31. The method, kit, probe set or system of any one of the preceding claims, wherein the plurality of targets comprise or consist of one or more targets selected from Table 6 or Table 7.

32. The method, kit, probe set or system of any one of the preceding claims, wherein the plurality of targets comprise or consist of at least about 2, 3, 4, 5, 6, 7, 8, 9, 10, 11, 12, 13, 14, 15, 16, 17, 18, 19, 20, 25, 30, 35, 40, 45, or 50 targets selected from Table 6 or Table 7.

33. The method, kit, probe set or system of any one of the preceding claims, wherein the plurality of targets comprise or consist of 2-10, 2-16, 8-16, 10-16, 13-16, 2-50, or 25-50 targets.

34. The method, kit, probe set or system of any one of the preceding claims, wherein the plurality of targets comprise or consist of each of the targets from Table 6 and/or Table 7.

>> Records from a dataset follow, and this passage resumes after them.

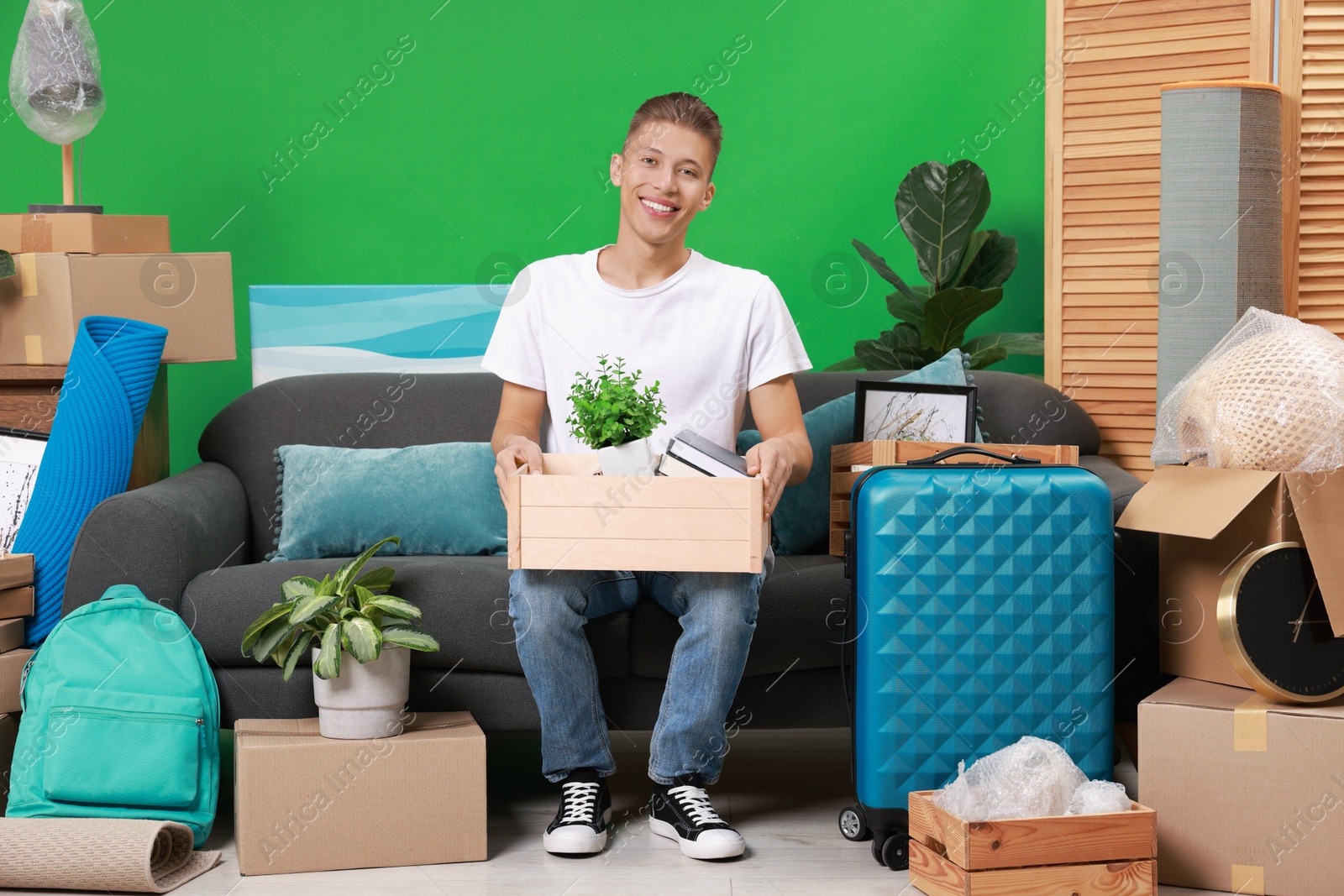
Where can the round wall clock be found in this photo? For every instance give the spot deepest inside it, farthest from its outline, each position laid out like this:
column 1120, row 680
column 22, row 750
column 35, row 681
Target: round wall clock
column 1274, row 629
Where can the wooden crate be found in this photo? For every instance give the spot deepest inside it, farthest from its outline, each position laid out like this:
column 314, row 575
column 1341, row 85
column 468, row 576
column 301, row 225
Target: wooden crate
column 571, row 519
column 1109, row 855
column 880, row 453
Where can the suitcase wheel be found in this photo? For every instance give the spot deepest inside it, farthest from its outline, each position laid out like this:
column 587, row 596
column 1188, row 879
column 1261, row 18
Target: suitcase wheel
column 853, row 825
column 894, row 851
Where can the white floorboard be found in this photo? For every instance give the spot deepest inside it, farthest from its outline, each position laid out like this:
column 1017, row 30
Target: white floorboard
column 781, row 789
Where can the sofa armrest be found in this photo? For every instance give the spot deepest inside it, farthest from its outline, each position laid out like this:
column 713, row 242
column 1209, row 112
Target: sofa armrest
column 160, row 537
column 1121, row 483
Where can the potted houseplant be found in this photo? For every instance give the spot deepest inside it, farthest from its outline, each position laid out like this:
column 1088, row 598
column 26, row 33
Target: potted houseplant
column 940, row 207
column 353, row 617
column 613, row 417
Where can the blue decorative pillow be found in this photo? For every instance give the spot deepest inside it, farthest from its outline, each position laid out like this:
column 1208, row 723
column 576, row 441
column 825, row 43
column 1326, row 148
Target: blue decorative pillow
column 803, row 520
column 336, row 501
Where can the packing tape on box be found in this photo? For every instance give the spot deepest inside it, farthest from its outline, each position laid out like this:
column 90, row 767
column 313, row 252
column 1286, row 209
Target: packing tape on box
column 35, row 235
column 1250, row 726
column 27, row 264
column 1247, row 880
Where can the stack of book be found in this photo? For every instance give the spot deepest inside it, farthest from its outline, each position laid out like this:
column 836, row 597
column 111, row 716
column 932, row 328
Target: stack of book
column 15, row 598
column 692, row 454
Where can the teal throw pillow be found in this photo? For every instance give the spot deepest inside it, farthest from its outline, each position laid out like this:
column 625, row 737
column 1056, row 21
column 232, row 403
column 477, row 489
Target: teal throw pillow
column 438, row 499
column 803, row 520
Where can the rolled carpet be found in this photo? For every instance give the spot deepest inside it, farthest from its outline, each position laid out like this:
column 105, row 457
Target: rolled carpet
column 87, row 458
column 120, row 855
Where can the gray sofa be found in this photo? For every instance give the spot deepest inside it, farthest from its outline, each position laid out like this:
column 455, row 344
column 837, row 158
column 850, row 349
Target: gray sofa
column 197, row 542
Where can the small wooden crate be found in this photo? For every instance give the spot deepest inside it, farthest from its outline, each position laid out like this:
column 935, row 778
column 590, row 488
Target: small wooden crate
column 570, row 519
column 887, row 452
column 1109, row 855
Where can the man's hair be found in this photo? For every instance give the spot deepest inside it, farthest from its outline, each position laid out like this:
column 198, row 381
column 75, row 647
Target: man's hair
column 679, row 109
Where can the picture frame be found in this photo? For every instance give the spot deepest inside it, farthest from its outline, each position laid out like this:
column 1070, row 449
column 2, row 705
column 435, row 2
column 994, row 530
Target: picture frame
column 913, row 411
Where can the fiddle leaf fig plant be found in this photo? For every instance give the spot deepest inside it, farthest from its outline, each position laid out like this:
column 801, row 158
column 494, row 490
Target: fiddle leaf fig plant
column 344, row 611
column 611, row 409
column 938, row 208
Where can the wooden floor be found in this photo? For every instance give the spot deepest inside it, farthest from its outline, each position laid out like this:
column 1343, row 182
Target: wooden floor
column 781, row 789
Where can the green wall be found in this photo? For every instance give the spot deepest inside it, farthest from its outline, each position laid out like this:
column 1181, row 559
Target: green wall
column 492, row 134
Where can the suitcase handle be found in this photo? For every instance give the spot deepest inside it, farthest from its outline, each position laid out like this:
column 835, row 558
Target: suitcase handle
column 971, row 449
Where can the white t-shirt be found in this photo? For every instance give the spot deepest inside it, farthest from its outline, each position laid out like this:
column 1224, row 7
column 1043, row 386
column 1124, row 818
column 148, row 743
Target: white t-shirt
column 709, row 335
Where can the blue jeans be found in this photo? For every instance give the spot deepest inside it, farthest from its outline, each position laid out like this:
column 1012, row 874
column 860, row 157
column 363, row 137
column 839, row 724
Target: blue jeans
column 717, row 611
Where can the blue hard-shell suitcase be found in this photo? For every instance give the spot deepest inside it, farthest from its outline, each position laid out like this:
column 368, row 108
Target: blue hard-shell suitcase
column 981, row 610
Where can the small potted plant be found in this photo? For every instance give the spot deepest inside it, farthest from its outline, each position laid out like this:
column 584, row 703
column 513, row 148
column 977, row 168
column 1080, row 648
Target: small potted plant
column 353, row 618
column 613, row 417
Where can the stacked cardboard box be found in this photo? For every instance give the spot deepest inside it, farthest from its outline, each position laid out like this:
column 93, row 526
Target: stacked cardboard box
column 304, row 802
column 1247, row 792
column 74, row 265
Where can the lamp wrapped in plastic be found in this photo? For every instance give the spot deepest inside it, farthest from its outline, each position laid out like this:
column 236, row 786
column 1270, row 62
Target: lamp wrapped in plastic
column 54, row 82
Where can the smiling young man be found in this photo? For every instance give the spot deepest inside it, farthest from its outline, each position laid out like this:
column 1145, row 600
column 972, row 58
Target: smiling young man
column 714, row 336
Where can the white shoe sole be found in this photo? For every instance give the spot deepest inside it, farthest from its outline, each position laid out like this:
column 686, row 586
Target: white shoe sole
column 696, row 849
column 577, row 842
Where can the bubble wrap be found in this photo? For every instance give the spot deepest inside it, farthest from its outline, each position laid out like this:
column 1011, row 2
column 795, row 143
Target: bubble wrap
column 1269, row 396
column 1025, row 779
column 1099, row 797
column 54, row 81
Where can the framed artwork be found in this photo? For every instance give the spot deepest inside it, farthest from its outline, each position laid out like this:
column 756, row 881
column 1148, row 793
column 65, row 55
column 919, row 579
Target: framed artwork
column 913, row 411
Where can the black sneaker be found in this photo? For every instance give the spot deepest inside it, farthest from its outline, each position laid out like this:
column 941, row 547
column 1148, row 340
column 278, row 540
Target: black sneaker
column 682, row 812
column 581, row 821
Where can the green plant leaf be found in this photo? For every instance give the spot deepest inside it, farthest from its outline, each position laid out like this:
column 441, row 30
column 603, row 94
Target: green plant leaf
column 270, row 637
column 253, row 633
column 328, row 658
column 296, row 652
column 347, row 573
column 991, row 348
column 394, row 606
column 410, row 637
column 300, row 586
column 885, row 271
column 940, row 208
column 312, row 606
column 362, row 638
column 380, row 579
column 994, row 264
column 951, row 312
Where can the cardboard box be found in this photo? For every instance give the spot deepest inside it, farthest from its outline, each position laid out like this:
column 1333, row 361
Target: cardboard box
column 11, row 679
column 80, row 233
column 8, row 735
column 1079, row 855
column 190, row 293
column 17, row 602
column 1207, row 519
column 306, row 802
column 1249, row 794
column 844, row 457
column 11, row 634
column 15, row 570
column 570, row 519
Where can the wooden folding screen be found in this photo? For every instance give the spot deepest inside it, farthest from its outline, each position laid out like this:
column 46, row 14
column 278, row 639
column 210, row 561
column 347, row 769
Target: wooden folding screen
column 1105, row 63
column 1312, row 76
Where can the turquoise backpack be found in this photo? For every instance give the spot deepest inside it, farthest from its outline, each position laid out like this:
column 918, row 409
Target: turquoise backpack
column 120, row 719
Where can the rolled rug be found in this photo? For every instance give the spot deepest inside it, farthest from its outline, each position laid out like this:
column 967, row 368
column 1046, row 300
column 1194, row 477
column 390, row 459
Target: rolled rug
column 118, row 855
column 87, row 458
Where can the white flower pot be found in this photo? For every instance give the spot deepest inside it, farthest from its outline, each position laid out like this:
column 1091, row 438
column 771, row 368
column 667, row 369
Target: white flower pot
column 631, row 458
column 366, row 699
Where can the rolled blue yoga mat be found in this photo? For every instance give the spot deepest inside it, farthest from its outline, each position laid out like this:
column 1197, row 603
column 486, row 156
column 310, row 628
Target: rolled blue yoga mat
column 87, row 458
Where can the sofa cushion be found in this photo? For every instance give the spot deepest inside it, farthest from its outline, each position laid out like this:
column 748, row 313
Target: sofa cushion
column 800, row 624
column 464, row 600
column 438, row 499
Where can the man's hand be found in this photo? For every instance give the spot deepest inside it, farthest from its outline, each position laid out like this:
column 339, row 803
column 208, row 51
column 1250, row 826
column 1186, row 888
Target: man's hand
column 773, row 459
column 511, row 457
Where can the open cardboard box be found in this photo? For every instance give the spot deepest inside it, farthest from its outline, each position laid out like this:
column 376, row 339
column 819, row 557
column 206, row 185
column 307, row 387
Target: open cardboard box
column 1207, row 519
column 571, row 519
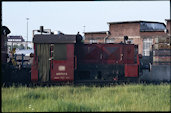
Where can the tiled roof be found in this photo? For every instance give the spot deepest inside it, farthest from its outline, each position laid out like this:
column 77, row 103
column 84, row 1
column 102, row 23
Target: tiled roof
column 16, row 38
column 137, row 21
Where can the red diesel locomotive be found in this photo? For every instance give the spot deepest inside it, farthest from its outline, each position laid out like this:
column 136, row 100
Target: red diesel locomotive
column 65, row 58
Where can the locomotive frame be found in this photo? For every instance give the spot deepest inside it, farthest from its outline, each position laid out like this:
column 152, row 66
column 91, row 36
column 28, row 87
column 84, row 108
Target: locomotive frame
column 68, row 59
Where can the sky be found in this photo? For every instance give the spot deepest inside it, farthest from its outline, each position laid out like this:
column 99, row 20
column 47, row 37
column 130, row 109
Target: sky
column 71, row 17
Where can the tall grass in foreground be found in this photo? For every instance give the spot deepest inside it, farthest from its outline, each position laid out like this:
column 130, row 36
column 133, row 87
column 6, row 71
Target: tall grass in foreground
column 83, row 98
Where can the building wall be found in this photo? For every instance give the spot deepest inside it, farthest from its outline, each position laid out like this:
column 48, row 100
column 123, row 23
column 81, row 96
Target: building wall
column 94, row 37
column 124, row 29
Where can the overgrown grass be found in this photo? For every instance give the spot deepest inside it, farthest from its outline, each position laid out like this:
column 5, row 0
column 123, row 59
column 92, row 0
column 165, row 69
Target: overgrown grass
column 82, row 98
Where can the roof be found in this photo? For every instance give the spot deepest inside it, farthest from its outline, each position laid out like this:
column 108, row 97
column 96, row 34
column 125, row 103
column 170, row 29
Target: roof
column 100, row 32
column 51, row 38
column 15, row 39
column 137, row 21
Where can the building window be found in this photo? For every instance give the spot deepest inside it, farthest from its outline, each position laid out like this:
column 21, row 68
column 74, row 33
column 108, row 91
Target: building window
column 129, row 41
column 147, row 45
column 109, row 41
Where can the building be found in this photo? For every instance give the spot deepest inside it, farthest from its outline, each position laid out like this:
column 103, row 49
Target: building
column 95, row 37
column 15, row 41
column 141, row 33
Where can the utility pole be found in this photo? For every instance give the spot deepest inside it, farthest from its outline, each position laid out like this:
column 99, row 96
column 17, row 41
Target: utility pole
column 84, row 28
column 27, row 33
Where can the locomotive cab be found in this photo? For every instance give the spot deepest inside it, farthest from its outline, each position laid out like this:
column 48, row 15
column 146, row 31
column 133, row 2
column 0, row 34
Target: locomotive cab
column 53, row 60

35. The method, kit, probe set or system of any one of the preceding claims, wherein the plurality of targets comprise or consist of each of the targets from Table 7.

36. The method, kit, probe set or system of any one of the preceding claims, wherein the plurality of targets comprise or consist of:

GABRD, and TSEN15;

GABRD, TSEN15, and DERL1;

GABRD, TSEN15, DERL1, and TPT1;

GABRD, TSEN15, DERL1, TPT1, and CCNB2;

GABRD, TSEN15, DERL1, TPT1, CCNB2, and FDPS;

GABRD, TSEN15, DERL1, TPT1, CCNB2, FDPS, and NUSAP1;

GABRD, TSEN15, DERL1, TPT1, CCNB2, FDPS, NUSAP1, and HOXC4;

GABRD, TSEN15, DERL1, TPT1, CCNB2, FDPS, NUSAP1, HOXC4, and ZNF185;

GABRD, TSEN15, DERL1, TPT1, CCNB2, FDPS, NUSAP1, HOXC4, ZNF185, and METTL2A;

GABRD, TSEN15, DERL1, TPT1, CCNB2, FDPS, NUSAP1, HOXC4, ZNF185, METTL2A, and ECHDC1;

GABRD, TSEN15, DERL1, TPT1, CCNB2, FDPS, NUSAP1, HOXC4, ZNF185, METTL2A, ECHDC1, and ACTC1;

GABRD, TSEN15, DERL1, TPT1, CCNB2, FDPS, NUSAP1, HOXC4, ZNF185, METTL2A, ECHDC1, ACTC1, and KCNN4;

GABRD, TSEN15, DERL1, TPT1, CCNB2, FDPS, NUSAP1, HOXC4, ZNF185, METTL2A, ECHDC1, ACTC1, KCNN4, and ZNF69;

GABRD, TSEN15, DERL1, TPT1, CCNB2, FDPS, NUSAP1, HOXC4, ZNF185, METTL2A, ECHDC1, ACTC1, KCNN4, ZNF69, and INSIG1; or

GABRD, TSEN15, DERL1, TPT1, CCNB2, FDPS, NUSAP1, HOXC4, ZNF185, METTL2A, ECHDC1, ACTC1, KCNN4, ZNF69, INSIG1, and GJB2.